Journalists should “not seek the sensationalization (of these stories), which sadly we have observed a lot recently,” Lebanese journalist and women’s rights activist Joumana Haddad said.
Lately stories have been affected by what is “trending” and what “gets clicks,” she added.
Media professionals must be careful with the information and phrases they pick to cover stories on women and gender-based violence, Haddad said. “Sometimes the news is covered in a way which might suggest that the victim is responsible for the abuse she has been subjected to,” she added.
Examples of such information include describing what the survivor had been wearing, or at what time of the day the incident happened, which can get entangled with social norms and taboos and turn into “victim blaming,” Haddad said.
Journalists were also advised to put themselves in the shoes of interviewees before settling on questions.
“Would we like to be asked such a question?

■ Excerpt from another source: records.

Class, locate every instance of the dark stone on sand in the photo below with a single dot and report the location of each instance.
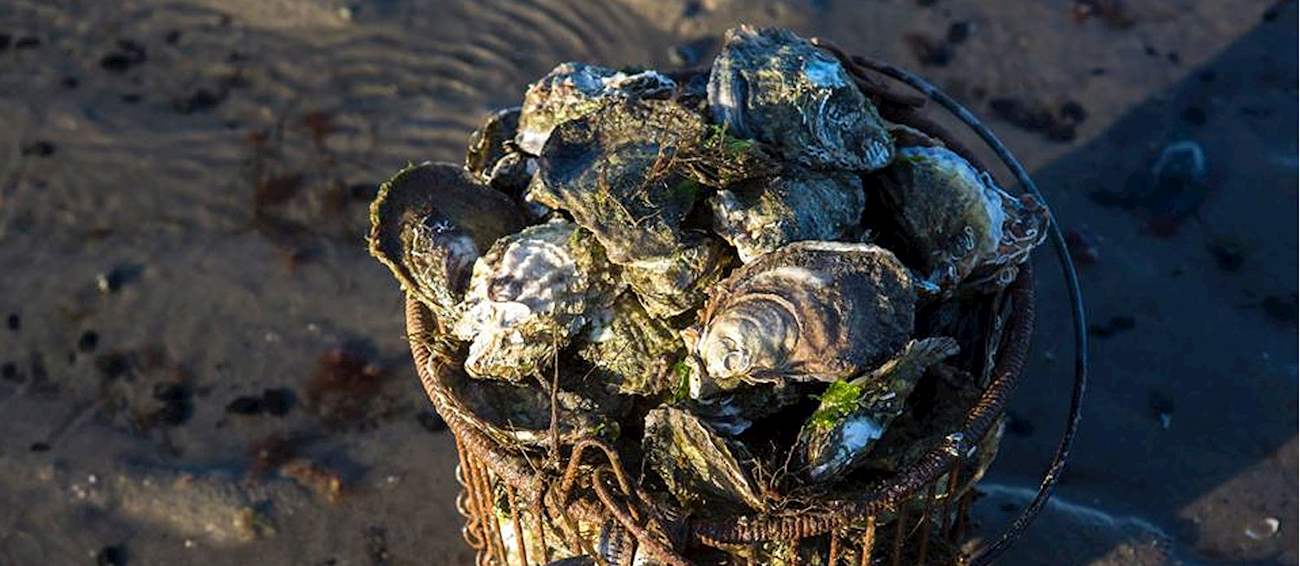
(39, 148)
(113, 554)
(430, 420)
(202, 100)
(9, 372)
(278, 401)
(246, 405)
(113, 364)
(87, 341)
(958, 31)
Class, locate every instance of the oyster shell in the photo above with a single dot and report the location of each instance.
(776, 87)
(693, 459)
(806, 311)
(761, 215)
(966, 229)
(494, 159)
(631, 172)
(528, 296)
(676, 284)
(632, 349)
(429, 224)
(854, 414)
(572, 90)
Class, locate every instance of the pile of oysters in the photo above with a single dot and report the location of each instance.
(745, 280)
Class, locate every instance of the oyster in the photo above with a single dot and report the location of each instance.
(632, 349)
(693, 459)
(573, 90)
(776, 87)
(854, 414)
(428, 225)
(494, 159)
(631, 172)
(806, 311)
(965, 228)
(528, 296)
(761, 215)
(676, 284)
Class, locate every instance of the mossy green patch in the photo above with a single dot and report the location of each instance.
(839, 401)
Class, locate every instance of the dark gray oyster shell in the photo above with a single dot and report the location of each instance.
(633, 350)
(965, 228)
(528, 296)
(494, 159)
(854, 414)
(429, 224)
(809, 311)
(694, 461)
(765, 214)
(779, 89)
(572, 90)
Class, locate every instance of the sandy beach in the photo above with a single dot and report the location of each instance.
(199, 362)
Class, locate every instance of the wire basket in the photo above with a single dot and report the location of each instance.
(583, 502)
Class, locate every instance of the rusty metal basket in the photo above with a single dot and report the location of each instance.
(583, 502)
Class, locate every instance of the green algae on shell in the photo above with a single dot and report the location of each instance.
(854, 414)
(528, 296)
(778, 87)
(428, 225)
(963, 228)
(696, 462)
(632, 350)
(761, 215)
(807, 311)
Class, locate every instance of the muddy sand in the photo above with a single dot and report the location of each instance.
(199, 362)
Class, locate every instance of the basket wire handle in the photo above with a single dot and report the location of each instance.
(1080, 336)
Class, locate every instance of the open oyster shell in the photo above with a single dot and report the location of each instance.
(633, 350)
(528, 296)
(854, 414)
(776, 87)
(429, 224)
(694, 461)
(807, 311)
(965, 228)
(575, 89)
(761, 215)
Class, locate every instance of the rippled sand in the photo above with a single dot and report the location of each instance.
(182, 199)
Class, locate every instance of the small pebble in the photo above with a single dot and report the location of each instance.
(87, 341)
(958, 31)
(39, 148)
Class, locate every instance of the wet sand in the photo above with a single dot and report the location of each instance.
(199, 362)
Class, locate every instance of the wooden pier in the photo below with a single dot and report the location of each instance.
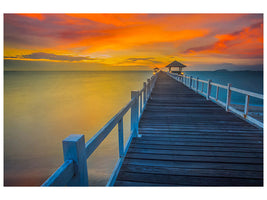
(187, 140)
(180, 136)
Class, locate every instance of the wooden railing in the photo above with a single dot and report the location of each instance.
(73, 172)
(198, 85)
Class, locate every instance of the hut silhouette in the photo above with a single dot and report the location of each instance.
(176, 65)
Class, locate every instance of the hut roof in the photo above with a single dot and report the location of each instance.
(175, 64)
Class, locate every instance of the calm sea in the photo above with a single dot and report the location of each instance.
(43, 108)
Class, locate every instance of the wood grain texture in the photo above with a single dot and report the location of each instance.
(188, 140)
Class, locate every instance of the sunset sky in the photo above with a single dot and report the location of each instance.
(132, 41)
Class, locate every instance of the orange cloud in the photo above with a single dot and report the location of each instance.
(247, 42)
(116, 37)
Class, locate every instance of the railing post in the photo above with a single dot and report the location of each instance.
(217, 93)
(208, 89)
(228, 98)
(148, 87)
(74, 149)
(246, 106)
(120, 136)
(197, 85)
(141, 103)
(134, 113)
(145, 93)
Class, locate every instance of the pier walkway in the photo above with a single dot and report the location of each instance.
(187, 140)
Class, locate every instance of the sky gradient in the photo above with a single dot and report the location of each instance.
(132, 41)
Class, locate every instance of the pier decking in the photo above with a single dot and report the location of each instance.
(190, 141)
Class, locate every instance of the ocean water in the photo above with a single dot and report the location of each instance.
(43, 108)
(246, 80)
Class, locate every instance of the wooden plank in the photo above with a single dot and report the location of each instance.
(192, 172)
(217, 159)
(189, 180)
(194, 165)
(189, 141)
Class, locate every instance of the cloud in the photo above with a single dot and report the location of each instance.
(51, 56)
(150, 59)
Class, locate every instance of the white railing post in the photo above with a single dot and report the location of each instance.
(197, 85)
(228, 98)
(74, 149)
(134, 113)
(246, 106)
(217, 93)
(120, 136)
(208, 89)
(148, 87)
(141, 103)
(145, 93)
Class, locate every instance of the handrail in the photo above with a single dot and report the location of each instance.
(73, 172)
(244, 115)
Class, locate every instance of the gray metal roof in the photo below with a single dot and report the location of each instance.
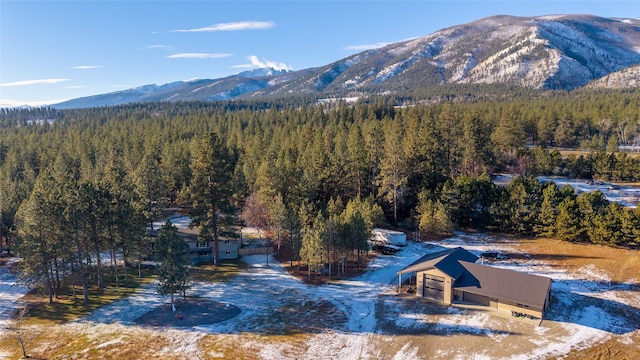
(515, 286)
(445, 261)
(458, 263)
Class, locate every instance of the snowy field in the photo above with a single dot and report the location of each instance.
(625, 195)
(363, 318)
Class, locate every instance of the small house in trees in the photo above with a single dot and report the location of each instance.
(202, 251)
(451, 276)
(387, 241)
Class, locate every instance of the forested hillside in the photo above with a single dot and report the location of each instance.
(77, 182)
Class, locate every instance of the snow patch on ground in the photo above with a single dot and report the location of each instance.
(262, 290)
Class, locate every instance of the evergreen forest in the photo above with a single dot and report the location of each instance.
(75, 184)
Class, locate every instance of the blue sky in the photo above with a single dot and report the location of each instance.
(52, 51)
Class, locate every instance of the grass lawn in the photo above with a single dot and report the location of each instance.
(223, 272)
(66, 307)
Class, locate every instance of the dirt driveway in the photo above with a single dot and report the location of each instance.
(363, 318)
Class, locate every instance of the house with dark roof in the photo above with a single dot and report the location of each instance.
(452, 276)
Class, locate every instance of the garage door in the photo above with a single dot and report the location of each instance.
(476, 299)
(433, 287)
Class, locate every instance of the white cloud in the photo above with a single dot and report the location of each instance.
(161, 47)
(85, 67)
(232, 26)
(365, 46)
(33, 82)
(6, 103)
(258, 64)
(198, 56)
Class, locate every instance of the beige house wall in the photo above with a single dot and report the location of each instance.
(503, 305)
(448, 282)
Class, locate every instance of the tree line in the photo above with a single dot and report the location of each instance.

Would we like our own story to appear to the world in this way?” Jordanian human rights journalist Nadine Nemri said.
She added that a decrease in reports of domestic violence did not necessarily mean violence was less common. “(The) UN high commissioner for refugees in Jordan noticed a significant drop in the numbers of calls related to … violence. We can take this information and say violence has decreased, but there is a lot behind that … the victim could be unable to communicate,” Nemri added.
Incorrect or inconsiderate reporting can have serious negative effects, both on journalists and interviewees. The organization has advised reporters to refrain from directly interviewing survivors.
“We have seen a lot of stories in the region were the survivor had to face revenge from their families or the local community for speaking up,” UNFPA GBV expert Yara Deir said.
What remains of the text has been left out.